Sie wies auch darauf hin, dass das Hauptziel der EZB im „Kampf gegen die Inflation“ die Löhne der Arbeiter seien. Sie argumentierte, dass Lohnerhöhungen von 5 Prozent, welche die durch die Inflation verursachten Reallohnverluste nicht ausgleichen, die Preise für Dienstleistungen in die Höhe treiben, die dann an die Verbraucher weitergereicht werden.

„Wir müssen sehen, was dahintersteht, nämlich die Lohnkosten“, sagte Lagarde.

Auch die Verschuldungssituation der USA rückt immer stärker in den Fokus. Bei einer Podiumsdiskussion während des Treffens in Sintra wurde der Vorsitzende der Federal Reserve, Jerome Powell, zu den Auswirkungen der Ausgaben- und Steuerpläne der Demokraten und Republikaner im Hinblick auf die bevorstehenden Wahlen befragt.

Er lehnte es ab, sich zu Details zu äußern, sagte er, bemerkte jedoch, dass die Wirtschaft zu stark für so hohe Defizite sei, und dass dieses Problem „eher früher als später“ angegangen werden müsse.

Das Congressional Budget Office (CBO) hat im vergangenen Monat seine Schätzung für das Defizit in diesem Jahr auf 1,9 Billionen Dollar oder 7 Prozent des BIP nach oben korrigiert, nachdem es im Februar noch von 1,5 Billionen Dollar ausgegangen war.

Der aktuelle Schuldenstand von rund 35 Billionen Dollar in den USA ist laut Powell „durchaus tragbar. Aber der Weg, den wir eingeschlagen haben, ist in keiner Weise tragbar“.

Die wachsende Verschuldung, die zu einem großen Teil durch die von den Zentralbanken aufgezwungenen höheren Zinssätze und die eskalierenden Militärausgaben in allen großen Ländern angeheizt wird, treibt die Regierungen in eine direkte Konfrontation mit den Arbeitern. Die Finanzmärkte diktieren Kürzungen bei den öffentlichen Ausgaben für Sozialleistungen und fordern die Unterdrückung von Lohnforderungen.

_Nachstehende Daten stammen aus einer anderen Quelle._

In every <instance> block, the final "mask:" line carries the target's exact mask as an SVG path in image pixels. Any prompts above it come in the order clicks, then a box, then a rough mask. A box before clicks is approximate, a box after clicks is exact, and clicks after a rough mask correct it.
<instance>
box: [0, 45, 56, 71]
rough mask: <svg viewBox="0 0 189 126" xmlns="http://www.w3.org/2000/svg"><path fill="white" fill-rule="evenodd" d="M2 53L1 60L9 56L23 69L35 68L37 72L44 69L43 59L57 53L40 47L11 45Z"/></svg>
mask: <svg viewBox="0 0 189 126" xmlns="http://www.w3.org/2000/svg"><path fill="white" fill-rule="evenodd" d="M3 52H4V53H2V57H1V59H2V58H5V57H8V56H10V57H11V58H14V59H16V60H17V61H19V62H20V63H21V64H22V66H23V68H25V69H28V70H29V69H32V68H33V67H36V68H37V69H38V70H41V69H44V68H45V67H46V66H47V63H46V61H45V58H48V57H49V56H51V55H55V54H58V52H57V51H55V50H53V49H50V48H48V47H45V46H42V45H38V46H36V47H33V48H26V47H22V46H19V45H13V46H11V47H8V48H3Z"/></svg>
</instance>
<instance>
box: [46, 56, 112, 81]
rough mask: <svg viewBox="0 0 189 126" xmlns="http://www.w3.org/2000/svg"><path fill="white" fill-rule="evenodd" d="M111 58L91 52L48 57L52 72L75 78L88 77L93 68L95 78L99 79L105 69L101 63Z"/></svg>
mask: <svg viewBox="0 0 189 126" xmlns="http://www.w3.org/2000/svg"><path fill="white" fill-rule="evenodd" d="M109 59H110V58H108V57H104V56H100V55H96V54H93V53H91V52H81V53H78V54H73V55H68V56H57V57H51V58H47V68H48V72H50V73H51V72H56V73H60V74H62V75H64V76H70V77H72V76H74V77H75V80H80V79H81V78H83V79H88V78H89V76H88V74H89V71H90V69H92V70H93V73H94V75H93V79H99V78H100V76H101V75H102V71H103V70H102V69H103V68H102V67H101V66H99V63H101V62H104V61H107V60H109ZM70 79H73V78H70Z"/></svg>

In einem Artikel über die „erdrückende Verschuldung“ in Europa, der am 8. Juli im Wall Street Journal veröffentlicht wurde, wird eine Analyse von David Miles, einem hohen britischen Finanzbeamten, zitiert: „Geringere öffentliche Ausgaben könnten geringere Erwartungen an die Rolle des Staates erfordern. Diese Erwartungen sind seit dem Ende des Zweiten Weltkriegs beträchtlich gestiegen und haben sich möglicherweise nicht an die Realität der jüngsten schlechten Wirtschaftsleistung angepasst.“

Wie der Artikel feststellt, eröffnet diese Situation die Aussicht auf eine Wiederholung der Erfahrungen von Liz Truss im Vereinigten Königreich, womöglich in größerem Maßstab. Als die Premierministerin der britischen Konservativen kurzzeitig versuchte, die Steuern für Unternehmen und Wohlhabende zu senken, ohne die Ausgaben zu kürzen, löste sie im September 2022 eine Krise an den Anleihemärkten aus.

Diese Gefahr ist nicht auf das Vereinigte Königreich beschränkt, sondern stellt eine Bedrohung für jede Regierung dar, einschließlich der Regierung der Vereinigten Staaten.